Con decreti del Presidente del Consiglio dei Ministri - sentita la Conferenza unificata Stato, regioni, città ed autonomie locali - si provvede alla “definizione dei contingenti complessivi, per qualifica e profilo professionale, del personale necessario per l’esercizio delle funzioni amministrative conferite e del personale da trasferire” con conseguente quantificazione dei relativi oneri.

Il titolo II del decreto legislativo 112 del 1998 disciplina il conferimento alle regioni ed agli enti locali di funzioni e compiti esercitati dallo Stato o da enti pubblici dipendenti dallo Stato “nel settore dello sviluppo economico”, ovvero artigianato, industria, energia, miniere e risorse geotermiche, ordinamento delle camere di commercio, industria, artigianato e agricoltura, fiere, mercati e commercio, turismo ed industria alberghiera, oltre ala materia riguardante agricoltura e foreste disciplinata dal decreto legislativo n.143 del 1997.
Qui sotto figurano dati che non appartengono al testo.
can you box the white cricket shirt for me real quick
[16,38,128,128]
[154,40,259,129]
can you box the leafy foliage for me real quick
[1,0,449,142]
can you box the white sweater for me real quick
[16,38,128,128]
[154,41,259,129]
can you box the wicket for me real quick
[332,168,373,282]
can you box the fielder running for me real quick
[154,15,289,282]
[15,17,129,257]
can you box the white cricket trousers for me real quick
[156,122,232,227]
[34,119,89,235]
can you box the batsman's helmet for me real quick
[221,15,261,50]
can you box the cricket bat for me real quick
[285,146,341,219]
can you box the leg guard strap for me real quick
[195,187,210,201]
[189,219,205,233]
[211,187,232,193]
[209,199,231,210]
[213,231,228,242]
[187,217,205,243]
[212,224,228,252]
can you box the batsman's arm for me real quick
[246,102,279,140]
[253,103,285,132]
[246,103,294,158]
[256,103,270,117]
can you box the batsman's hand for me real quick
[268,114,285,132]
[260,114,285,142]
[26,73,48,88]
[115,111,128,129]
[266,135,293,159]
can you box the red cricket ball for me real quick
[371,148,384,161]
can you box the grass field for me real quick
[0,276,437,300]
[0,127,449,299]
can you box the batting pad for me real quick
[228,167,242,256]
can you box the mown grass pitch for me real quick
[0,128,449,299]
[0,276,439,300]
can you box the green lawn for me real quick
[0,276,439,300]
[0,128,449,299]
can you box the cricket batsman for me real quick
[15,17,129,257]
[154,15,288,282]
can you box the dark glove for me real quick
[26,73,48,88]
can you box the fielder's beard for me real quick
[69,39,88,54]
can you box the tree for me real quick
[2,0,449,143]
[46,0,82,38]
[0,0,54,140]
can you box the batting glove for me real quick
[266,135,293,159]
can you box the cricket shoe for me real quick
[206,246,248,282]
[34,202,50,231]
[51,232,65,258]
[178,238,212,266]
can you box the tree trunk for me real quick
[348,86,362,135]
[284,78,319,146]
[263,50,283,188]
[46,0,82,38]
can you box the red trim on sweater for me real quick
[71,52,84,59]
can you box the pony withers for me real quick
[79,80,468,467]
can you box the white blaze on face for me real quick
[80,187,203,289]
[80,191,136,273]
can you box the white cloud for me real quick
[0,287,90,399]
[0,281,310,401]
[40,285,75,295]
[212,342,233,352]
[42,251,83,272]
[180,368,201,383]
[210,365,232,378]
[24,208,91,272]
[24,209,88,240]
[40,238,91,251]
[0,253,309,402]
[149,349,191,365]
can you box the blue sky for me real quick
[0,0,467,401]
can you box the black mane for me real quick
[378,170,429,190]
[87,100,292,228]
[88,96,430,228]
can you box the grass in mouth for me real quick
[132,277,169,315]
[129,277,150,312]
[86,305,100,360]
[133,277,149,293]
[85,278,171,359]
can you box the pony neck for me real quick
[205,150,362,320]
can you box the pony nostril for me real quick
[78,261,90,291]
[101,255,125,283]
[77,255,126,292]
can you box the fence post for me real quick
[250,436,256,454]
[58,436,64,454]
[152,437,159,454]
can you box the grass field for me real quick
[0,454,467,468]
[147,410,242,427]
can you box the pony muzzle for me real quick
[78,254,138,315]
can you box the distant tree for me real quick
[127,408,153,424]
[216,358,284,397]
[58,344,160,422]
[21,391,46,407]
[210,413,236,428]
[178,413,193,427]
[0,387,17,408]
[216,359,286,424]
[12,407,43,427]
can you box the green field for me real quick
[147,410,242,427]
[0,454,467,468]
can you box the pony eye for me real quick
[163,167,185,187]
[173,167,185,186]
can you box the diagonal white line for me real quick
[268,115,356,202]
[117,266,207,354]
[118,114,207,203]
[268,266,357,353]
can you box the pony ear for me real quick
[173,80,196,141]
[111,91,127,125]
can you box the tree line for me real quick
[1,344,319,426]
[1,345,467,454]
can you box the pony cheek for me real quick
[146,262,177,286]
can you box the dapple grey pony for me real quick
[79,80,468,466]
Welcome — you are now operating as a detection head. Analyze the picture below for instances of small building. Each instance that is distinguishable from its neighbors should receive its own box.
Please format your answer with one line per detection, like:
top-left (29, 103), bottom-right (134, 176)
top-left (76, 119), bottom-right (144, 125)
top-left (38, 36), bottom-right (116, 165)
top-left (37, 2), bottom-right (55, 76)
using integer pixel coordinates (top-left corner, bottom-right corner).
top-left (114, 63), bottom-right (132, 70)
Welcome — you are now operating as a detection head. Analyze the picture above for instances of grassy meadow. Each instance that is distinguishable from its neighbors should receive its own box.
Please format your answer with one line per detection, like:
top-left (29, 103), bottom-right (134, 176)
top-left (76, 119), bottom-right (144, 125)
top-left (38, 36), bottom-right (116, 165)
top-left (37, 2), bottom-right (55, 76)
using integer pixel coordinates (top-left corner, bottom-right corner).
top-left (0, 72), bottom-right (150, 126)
Con riferimento all’industria sono conservate allo Stato (art. 18 del decreto legislativo n.112 del 1998) diverse funzioni amministrative, relative talaltro a brevetti e proprietà industriale, definizione dei criteri generali per la tutela dei consumatori e degli utenti, industrie operanti nel settore della difesa militare (comprese “le funzioni concernenti l’autorizzazione alla fabbricazione, all’importazione e all’esportazione di armi da guerra”) fabbricazione e importazione di armi non da guerra e di materiali esplodenti, classificazione dei gas tossici, criteri generali su agevolazioni e sovvenzioni all’industria, incentivi per l’attività di ricerca, individuazione delle aree economicamente depresse, “il coordinamento, la programmazione e la vigilanza sul complesso dell’azione di intervento pubblico nelle aree economicamente depresse del territorio nazionale, la programmazione e il coordinamento delle grandi infrastrutture a carattere interregionale o di interesse nazionale”, coordinamento delle intese istituzionali di programma e dei connessi strumenti di programmazione negoziata, concessione di sovvenzioni nel settore della cinematografia.
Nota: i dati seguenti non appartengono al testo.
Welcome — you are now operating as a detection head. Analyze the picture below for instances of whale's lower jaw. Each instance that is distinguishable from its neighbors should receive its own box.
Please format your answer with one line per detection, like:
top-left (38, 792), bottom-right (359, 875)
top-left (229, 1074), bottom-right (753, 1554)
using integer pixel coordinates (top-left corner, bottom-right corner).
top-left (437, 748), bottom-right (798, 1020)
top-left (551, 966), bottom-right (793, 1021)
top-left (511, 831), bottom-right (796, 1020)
Inoltre lo Stato (“senza pregiudizio delle attività concorrenti che possono svolgere le regioni”) continua a svolgere funzioni e compiti concernenti talaltro i crediti all’esportazione, “la partecipazione ad imprese e società miste, promosse o partecipate da imprese italiane; la promozione ed il sostegno finanziario, tecnico-economico ed organizzativo di iniziative di penetrazione commerciale, di investimento e di cooperazione commerciale ed industriale da parte di imprese italiane”, l’attività promozionale di rilievo nazionale.
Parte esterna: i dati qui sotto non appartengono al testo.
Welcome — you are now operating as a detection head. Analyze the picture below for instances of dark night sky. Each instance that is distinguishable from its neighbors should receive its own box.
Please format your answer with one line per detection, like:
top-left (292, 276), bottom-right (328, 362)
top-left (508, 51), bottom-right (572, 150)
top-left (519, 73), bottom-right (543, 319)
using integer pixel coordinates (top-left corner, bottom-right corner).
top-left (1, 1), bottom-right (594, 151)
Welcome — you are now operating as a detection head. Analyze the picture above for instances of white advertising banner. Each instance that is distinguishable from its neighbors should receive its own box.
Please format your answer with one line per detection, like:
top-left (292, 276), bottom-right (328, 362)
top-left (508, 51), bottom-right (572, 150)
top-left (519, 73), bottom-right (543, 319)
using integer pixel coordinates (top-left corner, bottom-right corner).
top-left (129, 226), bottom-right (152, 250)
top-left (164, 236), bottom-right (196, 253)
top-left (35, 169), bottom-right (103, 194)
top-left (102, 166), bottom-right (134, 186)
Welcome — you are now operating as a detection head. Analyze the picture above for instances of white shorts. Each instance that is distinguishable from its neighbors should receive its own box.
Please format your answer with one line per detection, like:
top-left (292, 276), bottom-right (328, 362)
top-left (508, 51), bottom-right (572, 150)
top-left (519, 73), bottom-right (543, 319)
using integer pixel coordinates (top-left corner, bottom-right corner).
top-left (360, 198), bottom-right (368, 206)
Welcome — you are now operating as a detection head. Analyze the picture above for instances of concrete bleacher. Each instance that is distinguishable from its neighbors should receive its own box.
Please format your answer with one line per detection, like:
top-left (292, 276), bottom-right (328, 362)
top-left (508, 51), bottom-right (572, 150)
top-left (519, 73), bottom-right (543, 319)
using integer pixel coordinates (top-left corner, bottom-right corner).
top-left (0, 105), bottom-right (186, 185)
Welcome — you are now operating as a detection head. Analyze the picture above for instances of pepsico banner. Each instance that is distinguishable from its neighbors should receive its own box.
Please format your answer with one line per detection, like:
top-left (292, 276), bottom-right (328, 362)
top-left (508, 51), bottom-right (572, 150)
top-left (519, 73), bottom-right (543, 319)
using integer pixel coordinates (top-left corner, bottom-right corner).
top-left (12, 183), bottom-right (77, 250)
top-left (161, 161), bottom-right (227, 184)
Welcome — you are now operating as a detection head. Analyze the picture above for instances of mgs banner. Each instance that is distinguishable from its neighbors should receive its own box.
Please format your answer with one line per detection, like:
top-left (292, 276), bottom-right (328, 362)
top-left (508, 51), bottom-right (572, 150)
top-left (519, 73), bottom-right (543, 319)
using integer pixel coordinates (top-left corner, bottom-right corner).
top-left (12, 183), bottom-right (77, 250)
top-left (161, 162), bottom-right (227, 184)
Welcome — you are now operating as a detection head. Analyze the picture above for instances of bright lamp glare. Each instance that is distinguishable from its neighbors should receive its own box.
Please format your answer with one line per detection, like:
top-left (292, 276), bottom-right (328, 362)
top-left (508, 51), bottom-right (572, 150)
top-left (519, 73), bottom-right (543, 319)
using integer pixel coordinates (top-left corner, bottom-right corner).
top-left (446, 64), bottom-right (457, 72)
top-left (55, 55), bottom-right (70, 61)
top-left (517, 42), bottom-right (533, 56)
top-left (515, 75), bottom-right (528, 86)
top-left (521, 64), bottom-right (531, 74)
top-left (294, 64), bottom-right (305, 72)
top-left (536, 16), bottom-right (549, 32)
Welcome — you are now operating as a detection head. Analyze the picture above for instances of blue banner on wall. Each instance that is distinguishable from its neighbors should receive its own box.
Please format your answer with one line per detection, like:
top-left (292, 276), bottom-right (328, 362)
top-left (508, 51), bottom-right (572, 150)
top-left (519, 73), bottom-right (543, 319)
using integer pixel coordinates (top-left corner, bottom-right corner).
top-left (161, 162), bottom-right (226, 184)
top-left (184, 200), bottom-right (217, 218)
Tutte le restanti funzioni - anche quelle concernenti l’attuazione di interventi dell’Unione europea - sono delegate alle regioni, salva l’attribuzione a province e camere di commercio.

Specifica l’articolo 19 del decreto legislativo n.112 del 1998 che “sono incluse fra le funzioni delegate alle regioni quelle inerenti alla concessione di agevolazioni, contributi, sovvenzioni, incentivi e benefici di qualsiasi genere all’industria, ivi compresi quelli per le piccole e medie imprese, per le aree ricompresse in programmi comunitari, per programmi di innovazione e trasferimento tecnologico, nonché quelli per singoli settori industriali, per l’incentivazione, per la cooperazione nel settore industriale, per il sostegno agli investimenti per impianti ed acquisto di macchine, per il sostegno allo sviluppo della commercializzazione e dell’internazionalizzazione delle imprese, per lo sviluppo dell’occupazione e dei servizi reali alle industrie. Alle funzioni delegate ineriscono anche l’accertamento di speciali qualità delle imprese, che siano richieste specificamente dalla legge ai fini della concessione di tali agevolazioni, contributi, sovvenzioni, incentivi e benefici. Alle funzioni delegate ineriscono, inoltre, gli adempimenti tecnici, amministrativi e di controllo per la concessione e l’erogazione delle agevolazioni alle attività produttive nelle aree individuate dallo Stato come economicamente depresse. Alle funzioni delegate ineriscono, infine, le determinazioni delle modalità di attuazione degli strumenti della programmazione negoziata, per quanto attiene alle relazioni tra regioni ed enti locali anche in ordine alle competenze che verranno affidate ai soggetti responsabili”.

Tutta l’operazione del trasferimento di funzioni amministrative in favore delle regioni e delle camere di commercio è accompagnata da una serie di misure definite dal decreto legislativo come “liberalizzazioni e semplificazioni”.

Ai comuni, ai sensi dell’art. 23 del decreto, sono attribuite “le funzioni amministrative concernenti la realizzazione, l’ampliamento, la cessazione, la riattivazione, la localizzazione e la rilocalizzazione di impianti produttivi, ivi incluso il rilascio delle concessioni o autorizzazioni edilizie”. Lo stesso articolo prevede la creazione di sportelli unici per le attività produttive al fine del prioritario esercizio delle funzioni di assistenza all’impresa.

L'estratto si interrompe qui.